Drôle d’idée me direz-vous, quand justement on habite au centre d’un continent aussi éloigné du Pacifique que de l’Atlantique.
La mer ? Personne ici ne pouvait se l’imaginer, personne n’y était jamais allé.
On ne connaissait que le grand fleuve, les rivières, les innombrables sources, et ma foi, on s’en trouvait très bien. Sauf Igor !


L’un de ses cousins, marin au service de l’empereur, avait tenté de lui décrire la mer, et depuis, Igor en rêvait la nuit, et même le jour, quand il travaillait aux champs ! Il avait une immensité bleue dans la tête. Il ne pouvait se confier à personne car on l’aurait traité de fou. Alors, il mitonnait son idée tout seul :
"Un jour, je partirai, je marcherai droit devant moi, le temps qu’il faudra. Mais j’y parviendrai."

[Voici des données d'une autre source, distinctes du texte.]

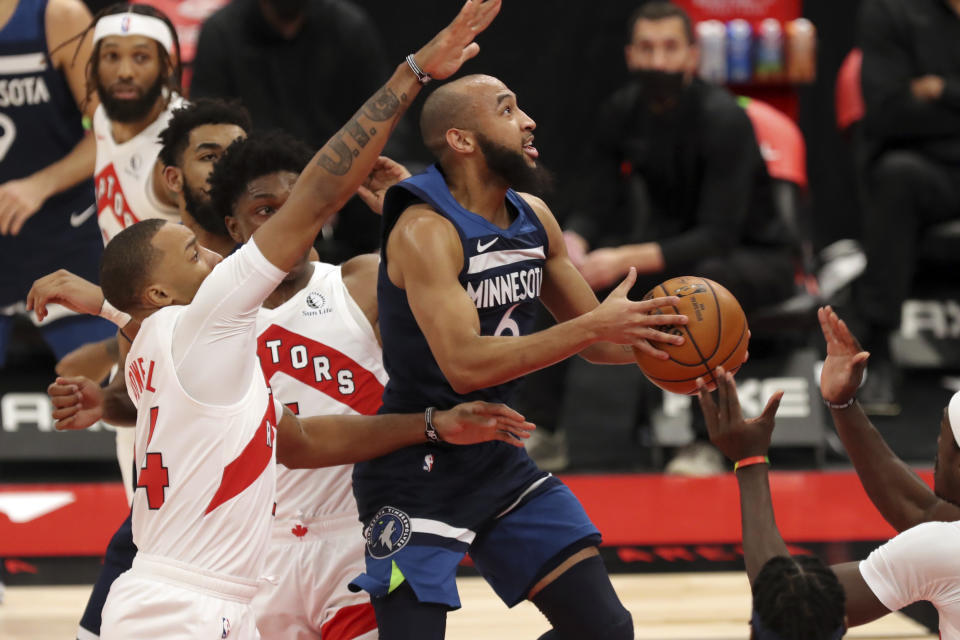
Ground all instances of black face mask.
[632,69,686,107]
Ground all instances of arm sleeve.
[173,240,286,405]
[860,522,960,611]
[660,103,762,270]
[859,0,960,142]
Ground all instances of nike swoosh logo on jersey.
[70,204,97,227]
[477,237,500,253]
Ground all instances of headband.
[947,391,960,447]
[93,12,173,55]
[750,610,847,640]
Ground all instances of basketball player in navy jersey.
[0,0,113,376]
[353,76,687,640]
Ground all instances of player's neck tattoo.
[317,87,407,176]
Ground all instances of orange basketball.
[633,276,749,394]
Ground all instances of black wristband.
[823,396,857,410]
[423,407,443,443]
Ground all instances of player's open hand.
[47,376,103,431]
[817,306,870,404]
[413,0,501,80]
[357,156,410,215]
[27,269,103,320]
[0,178,46,236]
[580,267,688,359]
[697,367,783,461]
[433,401,536,447]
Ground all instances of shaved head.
[420,74,507,160]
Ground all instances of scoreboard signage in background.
[0,384,116,462]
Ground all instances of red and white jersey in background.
[125,304,282,581]
[257,262,387,524]
[93,94,186,244]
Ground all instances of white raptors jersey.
[257,262,387,523]
[126,306,282,580]
[93,94,186,244]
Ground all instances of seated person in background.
[521,1,794,475]
[851,0,960,415]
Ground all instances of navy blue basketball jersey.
[377,165,548,413]
[0,0,103,308]
[353,166,549,528]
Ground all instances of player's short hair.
[160,98,253,167]
[753,556,846,640]
[627,0,697,44]
[209,131,313,216]
[100,218,167,313]
[72,2,183,112]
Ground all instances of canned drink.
[697,20,727,84]
[727,18,753,83]
[786,18,817,83]
[755,18,783,82]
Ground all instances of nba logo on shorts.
[363,507,410,559]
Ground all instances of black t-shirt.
[567,80,792,271]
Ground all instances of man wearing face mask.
[190,0,408,263]
[522,1,793,475]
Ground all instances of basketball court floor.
[0,572,936,640]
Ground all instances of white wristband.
[100,298,131,329]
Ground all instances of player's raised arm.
[277,402,534,468]
[253,0,501,271]
[818,307,960,531]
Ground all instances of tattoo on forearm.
[317,135,353,176]
[361,87,406,122]
[317,87,407,176]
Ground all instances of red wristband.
[733,456,770,472]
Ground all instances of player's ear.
[163,165,183,194]
[445,129,477,153]
[223,216,243,243]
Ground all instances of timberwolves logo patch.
[363,507,410,559]
[303,291,333,317]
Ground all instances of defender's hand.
[433,401,536,447]
[0,178,47,236]
[27,269,103,320]
[697,367,783,461]
[357,156,410,215]
[581,268,688,360]
[413,0,501,80]
[817,306,870,404]
[47,377,103,431]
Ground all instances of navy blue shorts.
[350,476,601,609]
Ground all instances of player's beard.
[477,133,553,196]
[183,176,230,238]
[97,73,166,122]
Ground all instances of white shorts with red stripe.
[253,513,378,640]
[100,553,260,640]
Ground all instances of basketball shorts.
[100,554,260,640]
[350,476,601,609]
[253,512,377,640]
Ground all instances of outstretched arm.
[697,368,889,626]
[387,204,677,393]
[277,402,534,469]
[818,307,960,531]
[253,0,500,271]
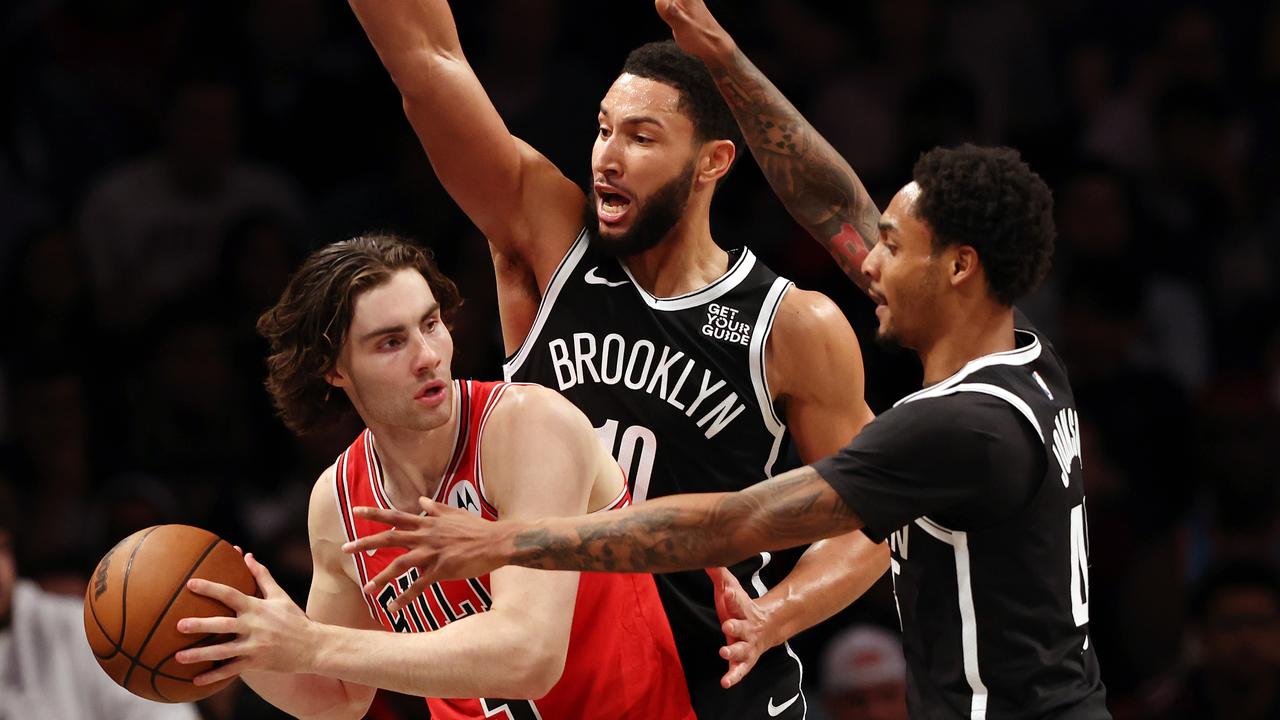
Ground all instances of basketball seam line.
[120,533,221,687]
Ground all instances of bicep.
[765,288,873,462]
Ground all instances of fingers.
[342,530,412,553]
[178,615,239,634]
[192,660,247,685]
[174,641,244,665]
[721,662,755,691]
[355,506,422,528]
[387,575,431,612]
[364,553,413,594]
[244,552,284,597]
[187,578,250,607]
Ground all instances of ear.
[947,245,982,287]
[324,364,348,387]
[698,140,737,183]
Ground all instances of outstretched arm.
[343,466,861,584]
[655,0,881,291]
[349,0,582,270]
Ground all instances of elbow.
[511,646,568,700]
[387,49,466,102]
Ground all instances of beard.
[582,163,694,258]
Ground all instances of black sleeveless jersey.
[503,231,805,717]
[815,314,1108,720]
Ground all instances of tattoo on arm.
[511,468,861,573]
[710,51,879,291]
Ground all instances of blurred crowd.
[0,0,1280,720]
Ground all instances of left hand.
[707,568,778,689]
[654,0,735,64]
[342,497,506,612]
[177,553,315,685]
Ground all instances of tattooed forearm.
[708,50,879,290]
[511,468,861,573]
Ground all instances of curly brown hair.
[911,145,1057,306]
[257,233,462,434]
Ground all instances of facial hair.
[582,163,694,258]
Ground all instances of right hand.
[654,0,733,64]
[342,497,514,611]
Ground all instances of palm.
[707,568,769,688]
[654,0,723,59]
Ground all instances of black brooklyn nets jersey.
[504,232,805,719]
[815,314,1108,720]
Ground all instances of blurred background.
[0,0,1280,720]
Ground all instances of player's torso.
[504,234,804,717]
[504,228,790,502]
[335,380,690,720]
[890,322,1106,720]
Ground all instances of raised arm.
[655,0,881,291]
[349,0,584,271]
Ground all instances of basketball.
[84,525,261,702]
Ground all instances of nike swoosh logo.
[768,693,800,717]
[582,265,627,287]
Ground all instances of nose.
[863,242,884,282]
[413,331,442,375]
[593,133,622,177]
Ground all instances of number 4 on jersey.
[480,697,543,720]
[1071,502,1089,628]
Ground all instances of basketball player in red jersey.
[349,0,888,720]
[178,236,694,720]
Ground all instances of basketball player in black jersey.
[351,0,888,719]
[349,145,1108,720]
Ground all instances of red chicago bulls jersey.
[335,380,694,720]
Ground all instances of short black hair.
[1187,559,1280,623]
[622,40,742,161]
[911,143,1056,306]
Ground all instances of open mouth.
[413,380,445,402]
[595,184,631,224]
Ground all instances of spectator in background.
[1140,561,1280,720]
[0,479,196,720]
[81,81,302,331]
[822,625,906,720]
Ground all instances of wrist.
[755,593,791,650]
[698,28,737,69]
[297,618,339,675]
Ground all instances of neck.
[916,302,1016,386]
[369,387,458,514]
[623,196,728,297]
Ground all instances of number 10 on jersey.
[595,420,658,502]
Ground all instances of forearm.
[241,670,374,720]
[499,466,859,573]
[759,530,888,647]
[312,610,567,700]
[703,44,881,291]
[348,0,462,86]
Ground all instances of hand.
[654,0,733,64]
[707,568,778,689]
[177,552,315,685]
[342,497,504,612]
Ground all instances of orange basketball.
[84,525,261,702]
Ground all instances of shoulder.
[489,383,591,441]
[773,287,858,343]
[307,462,343,543]
[767,287,863,397]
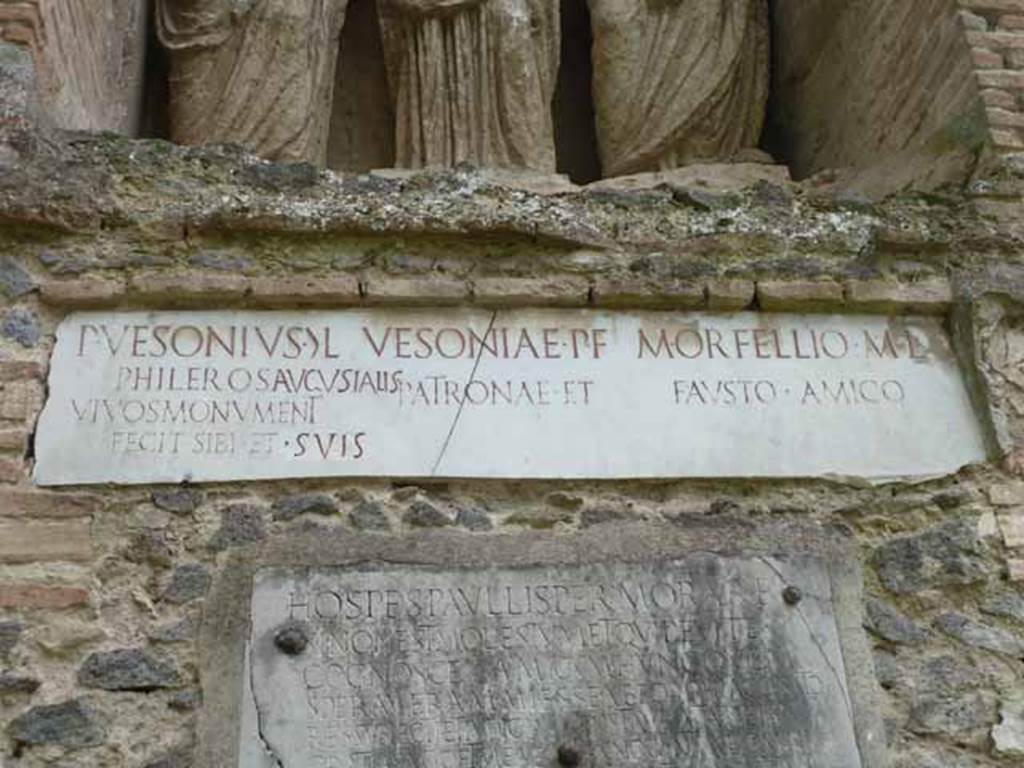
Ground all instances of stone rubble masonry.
[0,140,1024,768]
[0,581,89,610]
[958,0,1024,151]
[39,275,127,309]
[0,488,102,518]
[757,281,843,312]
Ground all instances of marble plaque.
[239,553,866,768]
[35,309,985,485]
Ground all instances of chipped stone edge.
[40,271,956,315]
[196,519,888,768]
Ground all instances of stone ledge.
[0,489,102,517]
[0,457,26,483]
[472,276,590,308]
[360,276,472,306]
[249,274,360,306]
[129,271,249,301]
[757,281,843,311]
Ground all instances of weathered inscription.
[36,310,984,484]
[241,554,861,768]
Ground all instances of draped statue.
[378,0,559,171]
[0,0,146,135]
[157,0,347,165]
[590,0,769,177]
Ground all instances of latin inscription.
[36,310,984,484]
[244,555,861,768]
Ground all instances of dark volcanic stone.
[78,648,181,692]
[864,599,929,645]
[150,616,198,643]
[349,502,391,530]
[401,502,452,528]
[0,307,40,348]
[161,563,210,605]
[872,520,985,594]
[208,504,266,552]
[907,693,996,736]
[273,494,338,520]
[167,690,203,712]
[7,699,105,750]
[153,488,203,515]
[144,746,194,768]
[580,507,635,528]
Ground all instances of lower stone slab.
[243,554,862,768]
[198,526,884,768]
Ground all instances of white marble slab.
[35,309,985,485]
[239,553,863,768]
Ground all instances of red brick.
[0,457,26,482]
[981,88,1017,110]
[0,518,92,563]
[0,360,43,382]
[365,276,470,306]
[0,489,102,517]
[967,32,1024,50]
[958,0,1024,11]
[0,582,89,610]
[250,274,360,306]
[40,275,125,306]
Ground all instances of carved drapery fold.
[380,0,558,171]
[157,0,347,164]
[590,0,769,176]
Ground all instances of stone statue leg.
[157,0,346,165]
[380,0,558,171]
[0,0,145,135]
[590,0,769,176]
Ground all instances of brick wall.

Un matin de printemps, il ne put y tenir davantage, et il partit. A tous il dit qu’il allait chercher un trésor, un filon d’or ou une mine de diamants. Les gens de sa famille hochèrent la tête : cet enfant-là n’avait jamais été comme les autres. Mais après tout, puisque c’était son idée …

Quand il eut perdu de vue le clocher de son village, Igor s’arrêta. Il ne savait même pas quelle direction prendre. A tout hasard, il décida de marcher vers l’ouest : on lui avait dit que lorsque le soleil se couchait, il s’enfonçait dans la mer. Il avait douze ans, de grands cheveux noirs et les poches percées.

Il marchait ; ses pieds le portaient le long des collines et des plaines.
Comme il n’avait pas d’argent, il était obligé de s’arrêter souvent, afin de gagner son pain.
Il fut successivement pâtre sur les flancs d’une montagne, gardien de dindons, montreur d’ours, garçon d’écurie …
Quand il avait amassé quelques sous, il saluait la compagnie et reprenait sa route. Quelquefois, il questionnait ceux qu’il croisait :
- Savez-vous si elle est encore loin ? demandait-il ?
- Et qui ça, mon garçon ?
- La mer, bien sur !
Les gens haussaient les épaules, hochaient la tête et s’éloignaient.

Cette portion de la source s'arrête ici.